Nowadays “representation” is all the rage, so every identitarian constituency agitates for depiction on U.S. postal stamps. In 2011 the U.S. Postal Service issued a stamp commemorating Nuyorican salsero Tito Puente (“forever” first-class stamp at 44¢), and in 2014, the Service honored assassinated LGBTQ+ advocate Harvey Milk (49¢). Many other prominent personages of underrepresented constituencies have followed, and it only makes sense. The U.S. Post is in a race against time itself, so catering to more customers is what any responsible business should try.

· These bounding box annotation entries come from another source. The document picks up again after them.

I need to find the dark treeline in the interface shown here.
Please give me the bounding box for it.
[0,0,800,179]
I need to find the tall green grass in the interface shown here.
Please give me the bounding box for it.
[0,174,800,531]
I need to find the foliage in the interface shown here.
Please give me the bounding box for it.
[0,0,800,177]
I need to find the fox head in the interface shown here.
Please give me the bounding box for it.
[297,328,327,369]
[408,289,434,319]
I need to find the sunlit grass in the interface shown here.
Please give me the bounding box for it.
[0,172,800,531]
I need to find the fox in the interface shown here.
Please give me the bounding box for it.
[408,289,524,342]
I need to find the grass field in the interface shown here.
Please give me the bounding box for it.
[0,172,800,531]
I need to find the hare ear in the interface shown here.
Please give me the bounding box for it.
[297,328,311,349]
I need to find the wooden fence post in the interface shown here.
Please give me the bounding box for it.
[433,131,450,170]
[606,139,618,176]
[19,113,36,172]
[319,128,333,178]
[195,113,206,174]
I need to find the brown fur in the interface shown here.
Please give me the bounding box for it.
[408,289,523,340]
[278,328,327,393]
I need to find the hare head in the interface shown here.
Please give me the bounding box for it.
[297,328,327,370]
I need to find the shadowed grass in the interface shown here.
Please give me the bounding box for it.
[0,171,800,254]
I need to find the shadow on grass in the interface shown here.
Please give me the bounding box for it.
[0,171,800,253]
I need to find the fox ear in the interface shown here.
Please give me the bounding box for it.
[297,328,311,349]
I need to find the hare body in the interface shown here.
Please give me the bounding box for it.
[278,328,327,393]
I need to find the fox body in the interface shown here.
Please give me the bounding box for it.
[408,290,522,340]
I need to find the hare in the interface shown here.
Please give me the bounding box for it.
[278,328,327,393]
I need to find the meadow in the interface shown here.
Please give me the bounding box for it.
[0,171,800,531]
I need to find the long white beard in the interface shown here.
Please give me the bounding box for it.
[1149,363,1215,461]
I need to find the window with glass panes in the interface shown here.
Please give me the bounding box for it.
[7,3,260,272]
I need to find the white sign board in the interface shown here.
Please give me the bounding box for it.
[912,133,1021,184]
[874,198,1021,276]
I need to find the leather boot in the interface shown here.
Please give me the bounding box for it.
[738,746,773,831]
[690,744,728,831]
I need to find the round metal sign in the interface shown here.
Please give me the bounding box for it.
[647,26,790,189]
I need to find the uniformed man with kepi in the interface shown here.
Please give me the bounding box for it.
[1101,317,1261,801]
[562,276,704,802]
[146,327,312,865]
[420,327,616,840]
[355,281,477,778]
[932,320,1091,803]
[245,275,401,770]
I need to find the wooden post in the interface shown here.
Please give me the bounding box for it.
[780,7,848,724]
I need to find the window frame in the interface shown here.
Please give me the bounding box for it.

Thus I was amused last month when the U.S. Postal Service announced its release of first-class stamps commemorating Dungeons & Dragons®, a game which influenced the childhood of millions of Americans, myself included. It has been many years since I heard anything about D&D, but the series of Stranger Things (2016 – 2022) must have re-popularized it, since it features prominently in that storyline. The newly released stamps are impressively artistic renditions of scenes and situations encountered in a typical game of D&D. Though our grandparents may have preferred stamps depicting stodgy statesmen or the like, given the choice, I confess an inclination towards a stamp depicting a mind-flayer as it zaps some punk elf thief’s brain! The question which remains is whether D&D’s fans like myself and younger, are buying enough of these stamps to forestall the U.S. Postal Service’s insolvency, instead of corresponding with each other via goofy GIFs exchanged on WhatsApp. My money’s on our grandparents and their plainer stamps, coursing through the post on greeting cards and paper bills.
If the U.S. Postal Service can’t be saved… then at least I hope half-dwarf bards feel appropriately represented!